A Member asked whether there were any communication problems with carers such as language barriers. Ms Deane responded that the NLH uses an interpreter service which is currently by video or telephone.


A Member noted that as a Trustee of Barnet Carers Centre she is keen for organisations in the Borough to liaise with each other to avoid duplication of work. Ms Deane reported that she would bring back details of organisations that the NLH had held a working party with around the Carers Strategy.
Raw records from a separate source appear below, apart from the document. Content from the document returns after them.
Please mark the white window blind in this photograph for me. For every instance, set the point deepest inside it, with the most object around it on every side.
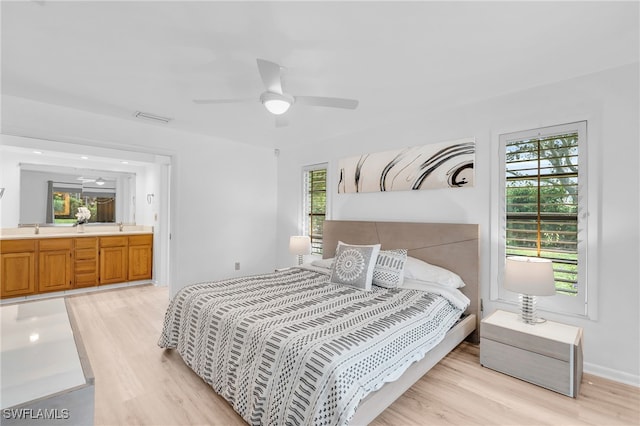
(315, 204)
(544, 204)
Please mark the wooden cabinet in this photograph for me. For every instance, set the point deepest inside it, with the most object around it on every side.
(548, 354)
(140, 257)
(54, 264)
(86, 258)
(37, 265)
(113, 259)
(17, 267)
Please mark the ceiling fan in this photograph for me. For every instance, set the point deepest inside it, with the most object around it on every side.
(276, 101)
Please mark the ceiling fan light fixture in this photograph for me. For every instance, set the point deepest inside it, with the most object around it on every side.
(276, 103)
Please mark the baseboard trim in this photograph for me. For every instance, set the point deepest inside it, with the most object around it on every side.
(611, 374)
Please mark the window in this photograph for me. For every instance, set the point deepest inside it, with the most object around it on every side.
(543, 207)
(315, 204)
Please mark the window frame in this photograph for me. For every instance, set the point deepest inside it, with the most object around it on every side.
(584, 303)
(306, 221)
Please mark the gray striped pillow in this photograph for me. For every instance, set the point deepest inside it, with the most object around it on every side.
(389, 269)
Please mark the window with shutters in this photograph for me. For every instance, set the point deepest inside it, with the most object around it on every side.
(544, 204)
(315, 204)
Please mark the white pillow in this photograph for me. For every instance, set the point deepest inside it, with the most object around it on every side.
(323, 263)
(417, 269)
(353, 265)
(453, 295)
(389, 269)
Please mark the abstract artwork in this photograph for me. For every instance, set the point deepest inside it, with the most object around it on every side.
(441, 165)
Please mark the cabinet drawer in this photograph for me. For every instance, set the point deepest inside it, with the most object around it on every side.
(86, 242)
(86, 279)
(541, 345)
(56, 244)
(17, 246)
(548, 372)
(140, 240)
(82, 266)
(113, 241)
(86, 254)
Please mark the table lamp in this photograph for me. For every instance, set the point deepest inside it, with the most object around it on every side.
(531, 277)
(300, 245)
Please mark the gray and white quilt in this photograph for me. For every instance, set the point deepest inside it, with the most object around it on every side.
(292, 348)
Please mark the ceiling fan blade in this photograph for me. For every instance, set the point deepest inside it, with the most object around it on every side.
(222, 101)
(327, 102)
(270, 74)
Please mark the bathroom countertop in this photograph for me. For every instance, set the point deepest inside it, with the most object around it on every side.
(72, 232)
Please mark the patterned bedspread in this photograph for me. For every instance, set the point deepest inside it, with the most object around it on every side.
(292, 348)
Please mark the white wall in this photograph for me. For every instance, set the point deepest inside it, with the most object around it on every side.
(223, 194)
(608, 100)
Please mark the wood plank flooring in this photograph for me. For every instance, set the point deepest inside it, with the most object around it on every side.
(137, 383)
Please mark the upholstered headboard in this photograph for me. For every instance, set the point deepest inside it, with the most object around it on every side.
(449, 245)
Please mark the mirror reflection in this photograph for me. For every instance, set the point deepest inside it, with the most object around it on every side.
(53, 198)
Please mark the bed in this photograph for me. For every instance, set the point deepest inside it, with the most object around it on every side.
(291, 347)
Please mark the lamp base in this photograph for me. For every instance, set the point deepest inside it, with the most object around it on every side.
(528, 309)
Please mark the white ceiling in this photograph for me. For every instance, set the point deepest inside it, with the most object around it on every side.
(397, 59)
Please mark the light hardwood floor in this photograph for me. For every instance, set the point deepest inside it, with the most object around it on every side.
(137, 383)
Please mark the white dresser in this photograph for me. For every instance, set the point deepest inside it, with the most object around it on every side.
(548, 354)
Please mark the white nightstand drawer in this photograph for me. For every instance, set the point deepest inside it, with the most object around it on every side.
(547, 354)
(550, 373)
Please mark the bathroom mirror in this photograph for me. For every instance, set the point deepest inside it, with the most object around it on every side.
(51, 195)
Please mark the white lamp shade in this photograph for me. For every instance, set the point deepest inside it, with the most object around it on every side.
(300, 244)
(529, 275)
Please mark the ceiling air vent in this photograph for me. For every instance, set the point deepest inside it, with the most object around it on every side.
(152, 117)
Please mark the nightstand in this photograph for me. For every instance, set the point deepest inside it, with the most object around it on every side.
(548, 354)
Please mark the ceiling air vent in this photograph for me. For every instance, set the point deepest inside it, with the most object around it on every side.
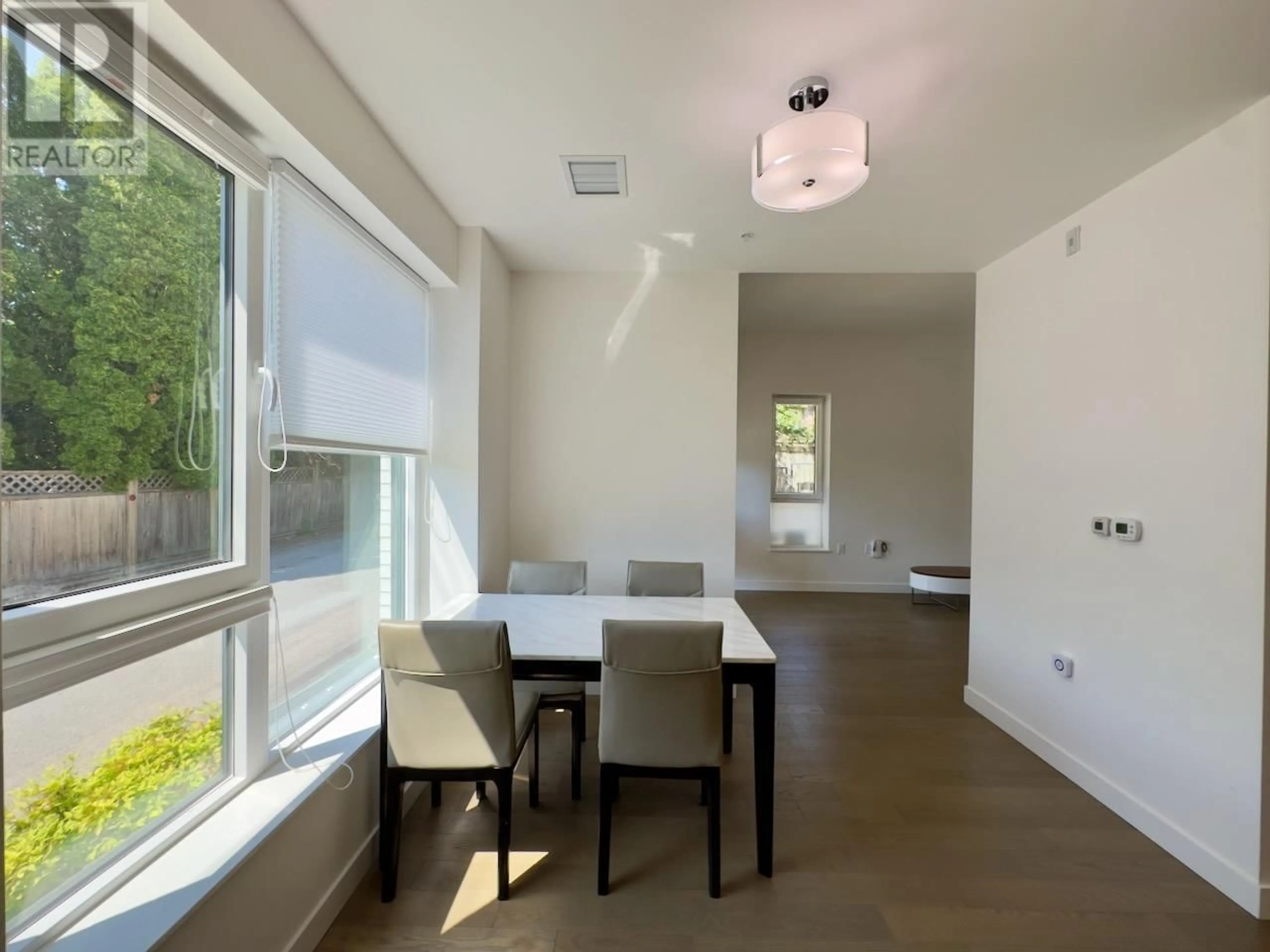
(595, 175)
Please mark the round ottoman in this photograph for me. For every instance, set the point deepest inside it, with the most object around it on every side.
(934, 580)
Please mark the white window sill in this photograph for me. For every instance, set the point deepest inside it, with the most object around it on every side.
(143, 912)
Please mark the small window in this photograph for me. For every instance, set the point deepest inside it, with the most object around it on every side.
(798, 465)
(799, 474)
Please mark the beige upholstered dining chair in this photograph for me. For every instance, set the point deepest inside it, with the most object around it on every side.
(558, 579)
(662, 716)
(450, 714)
(667, 579)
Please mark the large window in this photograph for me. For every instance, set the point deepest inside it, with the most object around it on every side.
(799, 473)
(115, 351)
(337, 564)
(153, 509)
(91, 770)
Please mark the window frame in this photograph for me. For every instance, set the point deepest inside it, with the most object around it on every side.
(42, 625)
(822, 416)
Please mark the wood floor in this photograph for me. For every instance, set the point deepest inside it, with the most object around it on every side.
(905, 823)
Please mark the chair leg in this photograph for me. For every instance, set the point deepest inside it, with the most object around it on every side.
(390, 841)
(579, 729)
(608, 789)
(712, 784)
(534, 765)
(503, 785)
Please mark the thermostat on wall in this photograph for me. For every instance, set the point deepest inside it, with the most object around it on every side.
(1127, 530)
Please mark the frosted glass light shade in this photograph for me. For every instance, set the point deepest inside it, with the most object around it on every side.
(811, 162)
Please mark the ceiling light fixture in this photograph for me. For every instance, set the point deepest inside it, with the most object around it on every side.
(811, 160)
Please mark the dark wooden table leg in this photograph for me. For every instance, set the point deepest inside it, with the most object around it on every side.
(728, 689)
(765, 761)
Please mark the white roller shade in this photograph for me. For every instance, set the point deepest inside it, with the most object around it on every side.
(350, 328)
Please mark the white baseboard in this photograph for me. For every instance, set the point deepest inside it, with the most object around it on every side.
(336, 898)
(868, 587)
(314, 927)
(1236, 884)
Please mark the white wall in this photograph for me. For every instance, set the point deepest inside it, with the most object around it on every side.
(900, 451)
(1131, 380)
(624, 422)
(468, 464)
(496, 409)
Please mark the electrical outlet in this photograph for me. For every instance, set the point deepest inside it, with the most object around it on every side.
(1074, 240)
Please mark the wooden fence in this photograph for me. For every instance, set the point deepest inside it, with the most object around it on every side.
(60, 534)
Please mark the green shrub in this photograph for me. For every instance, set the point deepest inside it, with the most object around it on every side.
(65, 820)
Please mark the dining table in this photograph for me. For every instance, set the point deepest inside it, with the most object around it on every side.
(561, 638)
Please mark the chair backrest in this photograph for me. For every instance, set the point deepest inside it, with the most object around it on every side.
(447, 689)
(548, 579)
(662, 690)
(671, 579)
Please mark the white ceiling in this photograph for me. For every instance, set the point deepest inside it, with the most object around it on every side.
(857, 301)
(991, 120)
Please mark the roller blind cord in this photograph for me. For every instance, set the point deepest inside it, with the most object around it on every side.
(271, 394)
(291, 718)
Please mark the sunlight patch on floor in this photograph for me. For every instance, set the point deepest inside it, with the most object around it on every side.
(481, 884)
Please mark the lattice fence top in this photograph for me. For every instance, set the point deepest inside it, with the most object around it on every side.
(294, 474)
(46, 483)
(157, 480)
(62, 483)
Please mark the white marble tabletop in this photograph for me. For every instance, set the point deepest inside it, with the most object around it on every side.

Also, if there has not been a conversation with the Barnet Carers Centre she would arrange for this to be facilitated.

Action: Ms Deane


The Chairman reported that Pam Clinton, Chief Executive of the NLH, has announced her retirement. She asked Ms Deane to pass on to Pam the Committee’s thanks for her hard work during her time at the Hospice. She noted that Declan Carol would be taking over from August 2020.


RESOLVED that the Committee noted the Quality Account 2019/20 and will provide comments on it in writing to the Governance Officer by 22 July.